К нашему огорчению, Вера стала посматривать на нас, своих тридцатилетних друзей, с оттенком изучения. Ничто не вечно, даже Верина доверчивость. Ее роман с Романом был воспринят нами резко отрицательно. Мы поговорили об этом за вернувшимся в город пивом, вытряхнув на него свои плоские карманы. Один из нас сказал: все-таки заждалась Вера. Заждалась — и потеряла нюх. Не суди, сказал другой, пришло время восторженных оборотней. Куда ей, простоте? Он ей нужен, герой, — сказал третий, — а она ему зачем, вот в чем вопрос? — Очень даже понятно. У Карла Либкнехта должна быть своя Клара Цеткин. — Не Цеткин — Роза Люксембург. — Какая разница? Ну, Роза — да еще такая, из Третьяковской галереи! Он дорвался — заверните мне все!

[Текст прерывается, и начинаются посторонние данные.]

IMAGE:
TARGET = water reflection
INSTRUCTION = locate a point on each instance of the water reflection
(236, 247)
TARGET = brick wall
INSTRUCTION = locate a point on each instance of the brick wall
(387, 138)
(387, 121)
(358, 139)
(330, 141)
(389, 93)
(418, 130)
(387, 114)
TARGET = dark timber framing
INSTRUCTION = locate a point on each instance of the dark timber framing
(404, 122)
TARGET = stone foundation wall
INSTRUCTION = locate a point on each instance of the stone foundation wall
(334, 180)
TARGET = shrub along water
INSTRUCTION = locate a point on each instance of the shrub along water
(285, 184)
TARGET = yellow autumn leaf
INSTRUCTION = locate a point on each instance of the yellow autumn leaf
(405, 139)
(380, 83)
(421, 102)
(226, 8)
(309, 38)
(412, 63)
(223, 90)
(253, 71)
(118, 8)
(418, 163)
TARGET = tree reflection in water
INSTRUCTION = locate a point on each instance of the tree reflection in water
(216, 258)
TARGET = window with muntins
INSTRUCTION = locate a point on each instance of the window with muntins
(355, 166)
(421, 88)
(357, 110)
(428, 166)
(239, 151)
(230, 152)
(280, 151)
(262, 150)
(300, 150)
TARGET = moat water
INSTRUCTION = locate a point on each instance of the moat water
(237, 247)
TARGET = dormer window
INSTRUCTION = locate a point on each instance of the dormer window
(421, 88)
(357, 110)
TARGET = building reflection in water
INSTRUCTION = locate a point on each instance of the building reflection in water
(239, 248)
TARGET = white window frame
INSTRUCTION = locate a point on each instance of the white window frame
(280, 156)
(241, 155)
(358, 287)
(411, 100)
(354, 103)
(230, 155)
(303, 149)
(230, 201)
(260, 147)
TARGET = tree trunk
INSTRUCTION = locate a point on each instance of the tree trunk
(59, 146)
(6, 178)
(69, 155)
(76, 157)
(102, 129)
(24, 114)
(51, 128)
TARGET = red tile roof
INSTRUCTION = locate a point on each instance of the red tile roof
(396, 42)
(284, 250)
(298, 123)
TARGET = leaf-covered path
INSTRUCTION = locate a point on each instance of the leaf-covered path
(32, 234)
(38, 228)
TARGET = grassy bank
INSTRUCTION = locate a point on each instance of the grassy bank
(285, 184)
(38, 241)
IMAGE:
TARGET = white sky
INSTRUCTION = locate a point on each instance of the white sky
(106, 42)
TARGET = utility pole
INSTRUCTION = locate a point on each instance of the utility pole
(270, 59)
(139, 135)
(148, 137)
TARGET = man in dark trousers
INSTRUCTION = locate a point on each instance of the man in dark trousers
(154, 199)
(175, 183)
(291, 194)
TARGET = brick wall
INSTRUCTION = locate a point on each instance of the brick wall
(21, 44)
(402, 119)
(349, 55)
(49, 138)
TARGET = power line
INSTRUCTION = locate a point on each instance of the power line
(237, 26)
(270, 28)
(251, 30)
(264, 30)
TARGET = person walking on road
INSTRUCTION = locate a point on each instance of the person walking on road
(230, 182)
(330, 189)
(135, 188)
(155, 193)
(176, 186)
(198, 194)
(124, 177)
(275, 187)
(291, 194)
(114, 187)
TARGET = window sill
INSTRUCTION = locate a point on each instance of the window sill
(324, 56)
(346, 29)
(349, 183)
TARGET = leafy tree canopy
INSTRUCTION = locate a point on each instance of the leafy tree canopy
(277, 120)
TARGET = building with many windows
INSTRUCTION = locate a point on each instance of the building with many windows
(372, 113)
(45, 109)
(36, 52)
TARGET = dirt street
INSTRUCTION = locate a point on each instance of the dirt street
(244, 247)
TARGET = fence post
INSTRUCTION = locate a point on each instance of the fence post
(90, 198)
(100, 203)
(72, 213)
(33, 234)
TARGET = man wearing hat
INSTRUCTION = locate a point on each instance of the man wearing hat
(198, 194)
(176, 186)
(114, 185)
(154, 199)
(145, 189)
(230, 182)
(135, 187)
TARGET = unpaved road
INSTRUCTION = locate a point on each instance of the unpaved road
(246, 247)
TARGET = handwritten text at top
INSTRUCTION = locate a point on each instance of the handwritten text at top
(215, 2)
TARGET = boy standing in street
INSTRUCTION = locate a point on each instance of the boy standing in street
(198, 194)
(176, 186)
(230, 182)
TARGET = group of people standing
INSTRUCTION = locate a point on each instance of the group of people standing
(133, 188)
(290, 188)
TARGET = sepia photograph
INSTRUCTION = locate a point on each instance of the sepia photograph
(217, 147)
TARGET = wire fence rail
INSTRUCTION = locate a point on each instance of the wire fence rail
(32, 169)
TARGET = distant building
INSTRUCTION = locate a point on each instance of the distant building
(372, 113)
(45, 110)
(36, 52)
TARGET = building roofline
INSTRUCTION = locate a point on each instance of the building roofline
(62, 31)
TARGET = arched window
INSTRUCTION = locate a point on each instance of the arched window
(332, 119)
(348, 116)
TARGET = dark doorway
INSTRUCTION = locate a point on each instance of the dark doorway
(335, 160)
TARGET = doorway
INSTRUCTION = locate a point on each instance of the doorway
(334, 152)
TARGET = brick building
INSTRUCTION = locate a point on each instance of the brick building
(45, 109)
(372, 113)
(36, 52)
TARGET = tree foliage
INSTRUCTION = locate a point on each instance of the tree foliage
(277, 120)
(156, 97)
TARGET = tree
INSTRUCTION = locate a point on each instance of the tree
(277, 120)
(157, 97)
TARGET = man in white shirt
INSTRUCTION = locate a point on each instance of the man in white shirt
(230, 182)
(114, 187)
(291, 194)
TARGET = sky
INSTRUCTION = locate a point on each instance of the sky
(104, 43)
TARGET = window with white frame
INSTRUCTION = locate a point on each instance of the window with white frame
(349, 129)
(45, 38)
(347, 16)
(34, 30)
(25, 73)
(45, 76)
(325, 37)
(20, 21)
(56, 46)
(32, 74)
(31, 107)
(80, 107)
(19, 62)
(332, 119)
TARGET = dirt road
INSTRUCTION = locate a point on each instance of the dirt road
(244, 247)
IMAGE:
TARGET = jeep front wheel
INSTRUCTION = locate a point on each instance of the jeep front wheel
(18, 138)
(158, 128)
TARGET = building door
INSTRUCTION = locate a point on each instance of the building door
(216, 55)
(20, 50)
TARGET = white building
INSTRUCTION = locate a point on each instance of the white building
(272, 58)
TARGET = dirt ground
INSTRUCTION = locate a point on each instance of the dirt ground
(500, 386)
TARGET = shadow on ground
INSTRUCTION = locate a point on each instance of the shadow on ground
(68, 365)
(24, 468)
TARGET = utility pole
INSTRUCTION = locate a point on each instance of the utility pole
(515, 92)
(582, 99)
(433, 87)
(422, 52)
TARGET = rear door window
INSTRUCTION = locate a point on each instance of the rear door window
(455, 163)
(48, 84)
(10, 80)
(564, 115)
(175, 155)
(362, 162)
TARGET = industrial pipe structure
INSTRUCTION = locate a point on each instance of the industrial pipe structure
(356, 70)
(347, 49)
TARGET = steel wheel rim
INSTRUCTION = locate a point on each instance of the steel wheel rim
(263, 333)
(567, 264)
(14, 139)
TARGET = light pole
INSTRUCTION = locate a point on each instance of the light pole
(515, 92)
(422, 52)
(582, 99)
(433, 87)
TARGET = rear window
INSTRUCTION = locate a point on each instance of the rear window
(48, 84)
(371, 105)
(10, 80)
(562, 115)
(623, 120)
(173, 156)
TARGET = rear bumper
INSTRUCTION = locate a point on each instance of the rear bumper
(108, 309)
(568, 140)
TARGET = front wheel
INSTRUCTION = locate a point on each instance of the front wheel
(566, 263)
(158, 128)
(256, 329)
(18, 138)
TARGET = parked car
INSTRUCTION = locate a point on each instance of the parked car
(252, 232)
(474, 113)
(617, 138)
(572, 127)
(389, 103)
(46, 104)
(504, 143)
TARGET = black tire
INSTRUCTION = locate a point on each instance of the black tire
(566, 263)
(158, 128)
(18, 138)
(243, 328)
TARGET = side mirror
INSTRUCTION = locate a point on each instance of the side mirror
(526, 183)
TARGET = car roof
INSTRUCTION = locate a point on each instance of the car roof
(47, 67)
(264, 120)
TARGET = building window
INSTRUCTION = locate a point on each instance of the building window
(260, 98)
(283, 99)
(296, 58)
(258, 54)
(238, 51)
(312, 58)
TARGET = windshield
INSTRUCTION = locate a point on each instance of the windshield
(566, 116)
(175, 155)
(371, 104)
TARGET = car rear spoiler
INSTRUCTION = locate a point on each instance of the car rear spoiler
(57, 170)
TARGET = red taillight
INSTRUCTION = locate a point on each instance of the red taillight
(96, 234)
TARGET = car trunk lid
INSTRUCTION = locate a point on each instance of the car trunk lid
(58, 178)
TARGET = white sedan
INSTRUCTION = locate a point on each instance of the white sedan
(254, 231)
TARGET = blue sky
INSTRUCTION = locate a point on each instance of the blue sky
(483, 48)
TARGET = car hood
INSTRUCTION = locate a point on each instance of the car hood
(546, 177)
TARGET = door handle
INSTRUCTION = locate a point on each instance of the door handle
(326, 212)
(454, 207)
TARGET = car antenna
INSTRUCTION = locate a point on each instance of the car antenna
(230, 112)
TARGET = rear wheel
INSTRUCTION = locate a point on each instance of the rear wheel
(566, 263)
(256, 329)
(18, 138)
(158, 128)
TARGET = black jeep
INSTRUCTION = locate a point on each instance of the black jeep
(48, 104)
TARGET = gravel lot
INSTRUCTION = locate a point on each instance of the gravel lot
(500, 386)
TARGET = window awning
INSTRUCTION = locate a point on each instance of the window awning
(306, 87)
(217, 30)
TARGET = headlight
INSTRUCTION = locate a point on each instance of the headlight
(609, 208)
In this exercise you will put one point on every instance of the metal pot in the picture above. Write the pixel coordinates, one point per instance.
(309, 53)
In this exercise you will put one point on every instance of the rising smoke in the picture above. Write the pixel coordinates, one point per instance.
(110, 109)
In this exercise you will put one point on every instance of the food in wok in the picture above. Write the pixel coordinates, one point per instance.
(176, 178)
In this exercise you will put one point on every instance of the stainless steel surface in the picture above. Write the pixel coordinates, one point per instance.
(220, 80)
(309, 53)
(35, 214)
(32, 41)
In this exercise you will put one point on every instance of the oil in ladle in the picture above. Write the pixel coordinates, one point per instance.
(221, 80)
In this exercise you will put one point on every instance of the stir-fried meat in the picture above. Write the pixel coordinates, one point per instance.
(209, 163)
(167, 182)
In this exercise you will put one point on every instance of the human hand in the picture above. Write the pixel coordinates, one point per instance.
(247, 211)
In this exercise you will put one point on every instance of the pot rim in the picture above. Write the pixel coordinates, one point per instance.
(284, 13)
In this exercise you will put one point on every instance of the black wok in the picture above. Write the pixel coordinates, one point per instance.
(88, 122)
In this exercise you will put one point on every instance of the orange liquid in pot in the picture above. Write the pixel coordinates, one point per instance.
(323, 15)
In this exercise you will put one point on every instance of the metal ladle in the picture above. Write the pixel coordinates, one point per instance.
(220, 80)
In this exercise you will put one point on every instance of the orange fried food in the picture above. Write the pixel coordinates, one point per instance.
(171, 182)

А многое в ней изменилось, потрескалось! Женщина, любящая последней любовью, потихоньку разделялась в ней с Музонькой. Это рождало у нее смутные сомнения в себе, в других. Он, без конца выступая на митингах, возглавляя всевозможные комитеты и комиссии по защите всех от всех, а также антифашистский комитет, сваливал на нее всю черновую работу, кроме судьбоносной переписки с вышестоящими органами в Москве, Лондоне и Вашингтоне. Среди корреспонденции ей попалось письмо, начинающееся словами: «Ты, сукин сын», очень неясное по содержанию. Романа обвиняли в жульничестве, в том, что он не поделился. Он был в тот день далеко, в революционной Чечне, помогая людям (то есть, в Моздоке, безвылазно, работу на месте за скромное вознаграждение исполнял чеченец, приятель по казахстанскому детству). Музонька, как будто это была не она, намекнула нам, что хотела бы узнать об его прошлом, ведь он человек приезжий, недавний в городе. Чтобы Вера да впутала в свои личные отношения третьих лиц! То, что мы узнали через знакомых, разочаровывало. И в Омске, и в Новосибирске он трудился начальником цеха на кондитерской фабрике, подвергался взысканиям лишь за уклонение от военных сборов, сочинял бодрые заметки в ведомственную газету под псевдонимом «Роман Октябрев» и ни в чем «таком» замешан не был. Тушинский вор. Мы решили сказать Вере, что сказать нам нечего. В ту минуту на ее лице проступило будто бы разочарование. Она посмотрела на его фотографию, стоящую на письменном столе и задержала взгляд — с любовью, с сомнением.